Brescia. Accoltellata. “La morte di Manuela è avvenuta attraverso un’arma da taglio che ha comportato la recisione della carotide”. Lo ha detto il procuratore capo di Brescia Tommaso Buonanno parlando del delitto di Manuela Bailo, la 35enne bresciana uccisa dal suo amante Fabrizio Pasini accusato ora di omicidio volontario. “La ferita alla testa – ha spiegato il procuratore di Brescia – non è stata determinante per la morte”. Non solo: sempre secondo il procuratore, “Pasini ha avuto una lucidità mentale in netta contrapposizione con l’ipotesi dell’incidente.

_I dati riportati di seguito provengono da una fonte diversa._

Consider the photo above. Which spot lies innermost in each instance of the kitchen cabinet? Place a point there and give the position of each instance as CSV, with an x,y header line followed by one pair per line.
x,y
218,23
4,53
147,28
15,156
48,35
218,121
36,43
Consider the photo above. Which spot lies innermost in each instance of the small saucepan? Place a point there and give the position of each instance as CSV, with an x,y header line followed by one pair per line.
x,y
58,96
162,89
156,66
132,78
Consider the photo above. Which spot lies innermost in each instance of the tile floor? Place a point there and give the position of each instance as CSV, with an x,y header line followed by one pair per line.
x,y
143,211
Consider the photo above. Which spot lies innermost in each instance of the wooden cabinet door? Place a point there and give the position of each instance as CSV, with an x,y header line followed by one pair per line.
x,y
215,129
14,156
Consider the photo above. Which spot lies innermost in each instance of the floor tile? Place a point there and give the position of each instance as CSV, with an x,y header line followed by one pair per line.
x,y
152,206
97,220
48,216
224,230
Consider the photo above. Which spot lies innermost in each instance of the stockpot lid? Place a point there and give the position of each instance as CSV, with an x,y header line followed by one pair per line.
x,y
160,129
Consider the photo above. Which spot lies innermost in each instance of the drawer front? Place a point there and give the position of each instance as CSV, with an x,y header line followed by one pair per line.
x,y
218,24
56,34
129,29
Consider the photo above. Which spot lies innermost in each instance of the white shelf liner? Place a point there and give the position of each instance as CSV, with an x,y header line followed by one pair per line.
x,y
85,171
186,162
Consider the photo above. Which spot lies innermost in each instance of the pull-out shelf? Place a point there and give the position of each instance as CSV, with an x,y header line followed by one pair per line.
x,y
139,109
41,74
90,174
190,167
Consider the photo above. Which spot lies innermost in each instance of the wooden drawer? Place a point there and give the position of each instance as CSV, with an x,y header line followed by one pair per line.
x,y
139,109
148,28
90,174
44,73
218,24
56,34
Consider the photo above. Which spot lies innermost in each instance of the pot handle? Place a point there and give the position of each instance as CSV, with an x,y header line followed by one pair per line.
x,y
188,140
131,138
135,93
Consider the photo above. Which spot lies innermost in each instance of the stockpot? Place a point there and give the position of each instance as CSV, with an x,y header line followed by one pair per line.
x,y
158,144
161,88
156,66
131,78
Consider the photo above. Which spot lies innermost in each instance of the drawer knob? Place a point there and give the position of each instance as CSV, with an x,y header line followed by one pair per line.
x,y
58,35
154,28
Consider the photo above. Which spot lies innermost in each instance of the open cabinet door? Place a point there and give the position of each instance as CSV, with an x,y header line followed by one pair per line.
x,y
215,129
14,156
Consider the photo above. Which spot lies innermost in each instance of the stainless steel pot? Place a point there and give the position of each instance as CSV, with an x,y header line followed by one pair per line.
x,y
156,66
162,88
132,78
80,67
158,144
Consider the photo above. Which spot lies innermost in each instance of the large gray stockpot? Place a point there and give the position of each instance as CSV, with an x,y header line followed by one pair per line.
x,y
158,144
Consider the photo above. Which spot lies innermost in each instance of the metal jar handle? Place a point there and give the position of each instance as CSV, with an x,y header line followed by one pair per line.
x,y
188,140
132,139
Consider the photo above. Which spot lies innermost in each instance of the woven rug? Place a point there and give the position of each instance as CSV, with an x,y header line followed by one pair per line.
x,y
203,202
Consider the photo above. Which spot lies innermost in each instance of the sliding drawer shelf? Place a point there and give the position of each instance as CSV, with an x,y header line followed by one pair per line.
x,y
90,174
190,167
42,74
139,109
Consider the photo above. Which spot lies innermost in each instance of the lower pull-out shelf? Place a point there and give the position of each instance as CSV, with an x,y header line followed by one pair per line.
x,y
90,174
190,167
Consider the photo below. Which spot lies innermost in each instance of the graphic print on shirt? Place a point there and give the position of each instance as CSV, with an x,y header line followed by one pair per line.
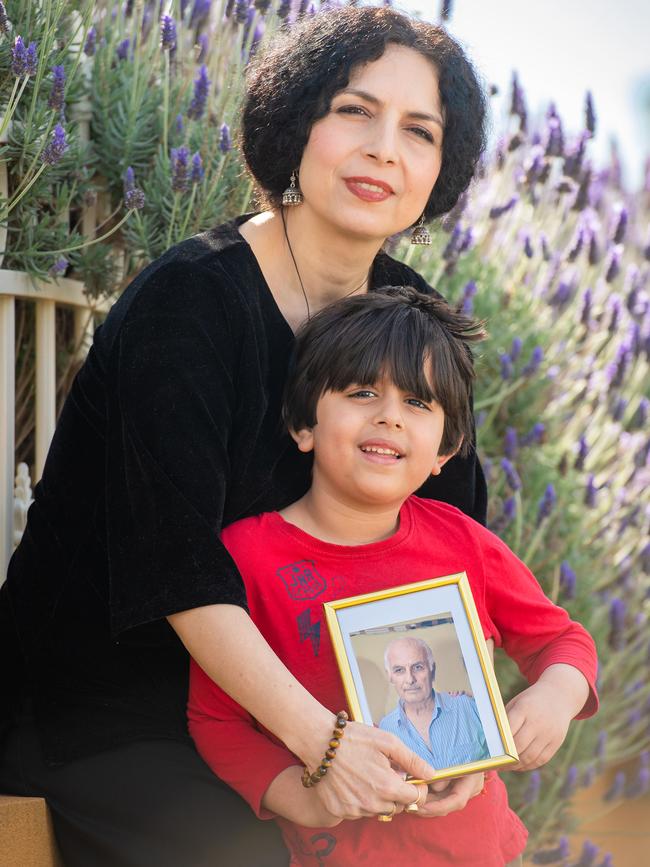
x,y
302,580
309,630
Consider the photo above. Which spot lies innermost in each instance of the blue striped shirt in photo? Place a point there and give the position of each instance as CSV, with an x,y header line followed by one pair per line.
x,y
456,734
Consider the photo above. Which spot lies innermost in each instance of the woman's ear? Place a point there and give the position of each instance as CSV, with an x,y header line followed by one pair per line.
x,y
304,438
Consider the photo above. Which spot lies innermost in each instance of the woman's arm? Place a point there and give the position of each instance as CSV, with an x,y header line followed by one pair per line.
x,y
231,651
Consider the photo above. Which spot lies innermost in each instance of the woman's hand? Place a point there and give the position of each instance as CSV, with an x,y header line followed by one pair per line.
x,y
448,796
362,780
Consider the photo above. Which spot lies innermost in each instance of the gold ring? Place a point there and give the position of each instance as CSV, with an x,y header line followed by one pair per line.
x,y
415,806
387,817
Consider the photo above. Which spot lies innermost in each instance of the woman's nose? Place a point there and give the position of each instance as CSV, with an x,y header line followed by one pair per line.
x,y
382,142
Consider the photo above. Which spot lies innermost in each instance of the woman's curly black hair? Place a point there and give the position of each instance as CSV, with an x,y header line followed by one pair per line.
x,y
292,83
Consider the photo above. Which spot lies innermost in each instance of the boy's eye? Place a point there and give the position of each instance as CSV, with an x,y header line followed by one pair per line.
x,y
420,404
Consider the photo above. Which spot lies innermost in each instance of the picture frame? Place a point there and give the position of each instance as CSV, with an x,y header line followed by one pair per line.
x,y
415,653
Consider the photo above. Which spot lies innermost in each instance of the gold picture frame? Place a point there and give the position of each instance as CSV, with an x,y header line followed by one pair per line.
x,y
364,627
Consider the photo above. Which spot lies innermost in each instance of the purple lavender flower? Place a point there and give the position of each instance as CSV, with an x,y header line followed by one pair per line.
x,y
59,268
531,792
18,57
167,33
585,313
196,175
518,103
614,264
122,49
588,854
225,142
91,42
590,493
594,250
536,359
204,44
134,198
617,612
199,99
284,8
510,443
200,12
179,158
31,59
446,10
583,451
56,147
512,478
644,558
5,24
588,777
509,509
506,366
546,504
241,11
618,410
617,788
578,243
498,210
621,225
568,580
467,303
55,99
590,114
528,246
570,782
552,856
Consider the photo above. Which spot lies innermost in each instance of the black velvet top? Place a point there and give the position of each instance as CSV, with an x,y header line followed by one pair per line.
x,y
171,431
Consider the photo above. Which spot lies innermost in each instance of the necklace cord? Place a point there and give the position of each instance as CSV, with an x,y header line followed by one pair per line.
x,y
295,265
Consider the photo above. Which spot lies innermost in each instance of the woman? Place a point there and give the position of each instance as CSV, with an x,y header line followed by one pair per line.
x,y
172,431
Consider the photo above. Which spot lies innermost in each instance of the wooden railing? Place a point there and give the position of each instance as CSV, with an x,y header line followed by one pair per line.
x,y
15,482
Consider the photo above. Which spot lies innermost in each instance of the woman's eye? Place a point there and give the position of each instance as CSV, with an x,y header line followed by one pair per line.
x,y
352,109
422,133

L’uomo si è preso tutto il tempo per impacchettare il corpo della ragazza e trasportarla nel Cremonese dove già aveva individuato il luogo dove occultare il cadavere”. Dunque, quanto dichiarato dal sindacalista è stato smentito dagli esami autoptici, perché è vero che sul cranio della donna sono state trovate ferite, ma non mortali e, soprattutto, non compatibili con una caduta dalle scale. Dunque, secondo gli inquirenti, Pasini avrebbe usato un’arma bianca che, come i telefonini, non sarebbe ancora stata ritrovata. La donna, secondo la ricostruzione, sarebbe stata uccisa tra le 4 e le 6 del mattino del 29 luglio a Ospitaletto, nella casa dei genitori di Pasini, dove si erano visti dopo un giro al lago. Poi, nella tarda mattinata del 30 luglio, l’uomo avrebbe caricato il corpo della donna sulla macchina in uso alla moglie e l’avrebbe portato, come testimoniano le riprese delle telecamere, in un cascinale dove Pasini praticava softair ad Azzanello, nel Cremonese. Non solo: prima di partire per le vacanze con la moglie, il 2 agosto, in Sardegna, sarebbe tornato dove aveva nascosto il corpo per un sopralluogo. Mentre era in Sardegna con la famiglia, le forze dell’ordine lo hanno monitorato e controllato, per poi aspettarlo davanti a casa al suo rientro. Il gip del tribunale di Brescia ha convalidato il fermo di Fabrizio Pasini e disposto la custodia cautelare in carcere con l’accusa di omicidio volontario e occultamento di cadavere per l’uomo che ha confessato il delitto della sua amante, la 35enne bresciana Manuela Bailo.